8. März

Vor einer Woche sind wir gestartet, und ich habe einige Erfahrungen gemacht. Mit technischen Schwierigkeiten gekämpft, Veranstaltungen besucht, über die ich dann doch nicht geschrieben habe, andere über die ich geschrieben habe. Und viel gelesen. Natürlich lese ich immer viel. Aber ich habe ein wenig anders gelesen, immer mit so einer Art Seitenblick; wie gehen die Kolleg*innen an ein Thema heran, wie machen die das? Bei aller Unsicherheit, die ja auch darum stärker wird, weil es so eine ungeheure Menge an Informationen gibt, dass man zu jedem einzelnen Artikel noch so viel mehr recherchieren könnte, als man es tut, habe ich etwas wichtiges und schönes gelernt: ich darf noch viel freier werden beim Schreiben, ich darf mich etwas trauen, ich muss nicht alles abdecken, sondern darf mich auf das konzentrieren, was mich wirklich angesprochen hat. Ich bin ja nicht allein.

Und heute, zum Weltfrauentag, möchte ich auf den schönen Leuchtturm Text von Simone Schabert drüben bei Fixpoetry aufmerksam machen. Trotz allem, allem zum Trotz dürfen und können wir nicht aufhören den Mut anderer zu bewundern und ihn daraufhin bei uns selbst zu finden, und ihn dann einzusetzen für Menschenrechte und Pazifismus. Für Solidarität.

Es soll Sterne regnen

Tatsächlich wäre ohne Fixpoetry, ohne diese sich ständig weiterentwickelnde, immer wieder kritisch und bei aller Kritik begeistert und engagiert und sowohl der Literatur als auch denen, die sie machen,  zugewandten Seite einiges anders verlaufen in meinem Leben. Ich selbst hätte mir niemals zugetraut Besprechungen zu schreiben, aber Julietta Fix hat mir diese Chance gegeben und jetzt schreibe ich seit vielen Jahren mit nicht nachlassender Begeisterung.

Aber Fixpoetry ist so viel mehr. Wen habe ich nicht alles entdeckt dank dieses Ortes, der offen ist für alles und die Augen öffnet für all das, was es auch noch gibt in der großen und zunehmend unübersichtlichen literarischen Welt.

Ich möchte mir nicht vorstellen müssen, wie diese Plattform verschwindet, ich möchte vielmehr sehen, wie die Entwicklung weitergeht. Am liebsten sehen, wie die Entwicklung weitergehen könnte, wenn die Sorge um finanzielle Unterstützung wegfallen würde.

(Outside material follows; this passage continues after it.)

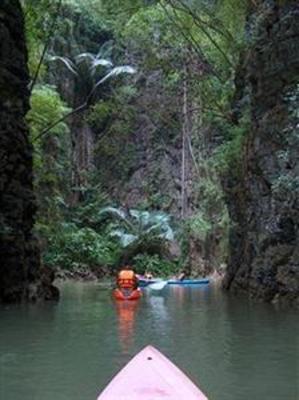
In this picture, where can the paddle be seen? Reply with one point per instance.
(157, 285)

Wenn jeder von uns, der hier liest und von der unermüdlichen Arbeit Juliettas und ihres Teams profitiert, wenigstens ein Sternchen  spenden  würde, und ich wage zu behaupten, dass jeder das finanziell stemmen kann, dann hätte Fixpoetry nicht nur die Lippenbekenntnisse und Leserinnenzahlen als Rückhalt, sondern wenigstens ein wenig Geld, um sich auf das konzentrieren zu können, was diesen Ort so wertvoll macht: unabhängig und neugierig über Literatur zu reden.

Ich bin ab heute ein Stern. Bitte macht mit!

Zur Notwendigkeit eines reinen Frauenpreises

Literaturzeitschriften, Literaturpreise, Kritikerstimmen, überall dominieren Männer. Selbst in der neu gegründeten Lyrikkritik Akademie gibt es mehr männliche Dozenten als weibliche, die Grundlagentexte, die bislang behandelt wurden: Männer, die über Männer reden. Ganz klar: wir haben es mit einem strukturellen Problem zu tun.

Genau deshalb brauchen wir so etwas wie den von Fixpoetry ausgeschriebenen Gertrud Kolmar Preis. Um neue Strukturen zu schaffen. Einen großen Dank an Julietta Fix für ihren unermüdlichen Einsatz neue Räume und Strukturen zu schaffen, um das Reden über Literatur noch reichhaltiger und weiter zu machen.